DETROIT -- Ford Motor Co.'s next-generation Police Interceptor hybrid utility -- based off its upcoming 2020 Explorer -- is expected to get an EPA-estimated rating of 24 mpg combined when it becomes available to police departments this year.
The vehicle, which has been spotted virtually uncamouflaged during testing, was formally unveiled Friday. It sits on a new rear-wheel-drive platform and is expected to be faster than the outgoing model.
"Our Police Interceptor Utility's standard hybrid powertrain provides the potential for significant fuel savings with improved performance and no tradeoffs in safety or interior passenger or cargo space," Stephen Tyler, Ford police brand marketing manager, said in a statement. "It's a win-win-win formula for law enforcement."
The new Interceptor hybrid's mileage figure is 41 percent better than the current utility, which features a 3.7-liter gas engine. Ford says the hybrid technology -- which allows the gas engine to shut off for long periods while idling -- can save police departments between $3,500 and $5,700 per month in gasoline over the outgoing model.
It's powered by a standard 3.3-liter hybrid engine. A 3.0-liter EcoBoost and 3.3-liter V-6 engine are optional. All come with a 10-speed automatic transmission.
Ford did not provide powertrain figures.
The new model has added cargo capacity but roughly the same passenger volume as the outgoing model.
Ford has long dominated the police vehicle market and accounts for nearly two-thirds of all police vehicle sales in the U.S. In 2017, the Explorer-based Interceptor outsold all other police vehicles combined, Ford said.
Despite its popularity, the outgoing model has faced some safety questions.
Police agencies in 2017 reported several crashes believed to be linked to carbon monoxide exposure.
Those problems, Ford said, stemmed from modifications agencies made to the vehicles after they left the factory. The automaker has since offered to cover the costs to repair those police vehicles.

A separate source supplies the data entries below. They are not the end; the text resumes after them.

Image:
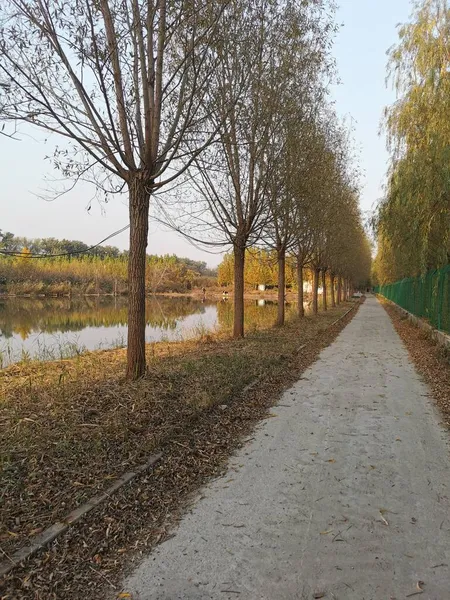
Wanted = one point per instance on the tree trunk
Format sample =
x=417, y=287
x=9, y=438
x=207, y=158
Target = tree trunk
x=239, y=263
x=316, y=274
x=324, y=289
x=333, y=295
x=281, y=285
x=139, y=200
x=301, y=308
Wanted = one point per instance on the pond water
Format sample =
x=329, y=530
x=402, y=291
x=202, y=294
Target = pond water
x=54, y=328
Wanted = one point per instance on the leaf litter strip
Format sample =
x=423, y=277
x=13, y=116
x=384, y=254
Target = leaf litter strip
x=51, y=533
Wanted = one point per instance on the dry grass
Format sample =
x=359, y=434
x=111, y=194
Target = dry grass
x=431, y=360
x=70, y=426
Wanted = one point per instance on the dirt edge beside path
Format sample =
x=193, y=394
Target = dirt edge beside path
x=431, y=360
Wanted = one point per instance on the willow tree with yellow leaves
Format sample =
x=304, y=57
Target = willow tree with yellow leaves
x=414, y=217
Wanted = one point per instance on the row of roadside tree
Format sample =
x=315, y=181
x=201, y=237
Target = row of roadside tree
x=216, y=112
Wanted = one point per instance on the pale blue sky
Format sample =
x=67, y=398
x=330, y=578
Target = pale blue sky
x=369, y=29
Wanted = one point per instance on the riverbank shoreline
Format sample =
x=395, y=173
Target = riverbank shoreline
x=72, y=426
x=210, y=294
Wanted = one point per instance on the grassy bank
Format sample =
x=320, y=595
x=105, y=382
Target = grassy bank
x=69, y=427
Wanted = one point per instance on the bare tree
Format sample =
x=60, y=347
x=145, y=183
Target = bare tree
x=266, y=58
x=123, y=82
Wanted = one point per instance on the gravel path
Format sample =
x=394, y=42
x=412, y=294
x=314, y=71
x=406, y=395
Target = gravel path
x=342, y=494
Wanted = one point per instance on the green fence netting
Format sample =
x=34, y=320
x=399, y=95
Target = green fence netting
x=427, y=296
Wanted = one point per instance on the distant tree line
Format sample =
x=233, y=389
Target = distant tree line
x=216, y=112
x=102, y=270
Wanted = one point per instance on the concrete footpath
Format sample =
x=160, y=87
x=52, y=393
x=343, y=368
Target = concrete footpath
x=343, y=494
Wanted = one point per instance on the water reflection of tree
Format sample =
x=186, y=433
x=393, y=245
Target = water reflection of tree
x=50, y=315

In November, NHTSA closed an investigation, without seeking a recall, into nearly 50,000 Interceptors over reports of sudden brake failures.
The probe, opened in April 2015, was prompted by reported incidents of front brake hose failure in 2015 Interceptors used by the Sacramento Police Department, in California, in its pursuit-driving training program. NHTSA had not confirmed any incidents of failures caused by overheating in vehicles outside the training program.
Ford is billing the new model as a better-performing vehicle that's safer for officers. And it's outperforming the competition.
According to testing by Michigan State Police, the new Interceptor hybrid had the fastest 0-to-100-mph acceleration, fastest lap, fastest average lap and highest top speed, at 137 mph, vs. the competition.
Chevrolet Tahoe-based police vehicles did not complete the State Police tests because of overheating. General Motors engineers elected not to retest the vehicles until they have isolated and corrected the problem, the police said.
The consumer version of the next-generation Explorer will be unveiled Wednesday in Detroit, ahead of the 2019 auto show.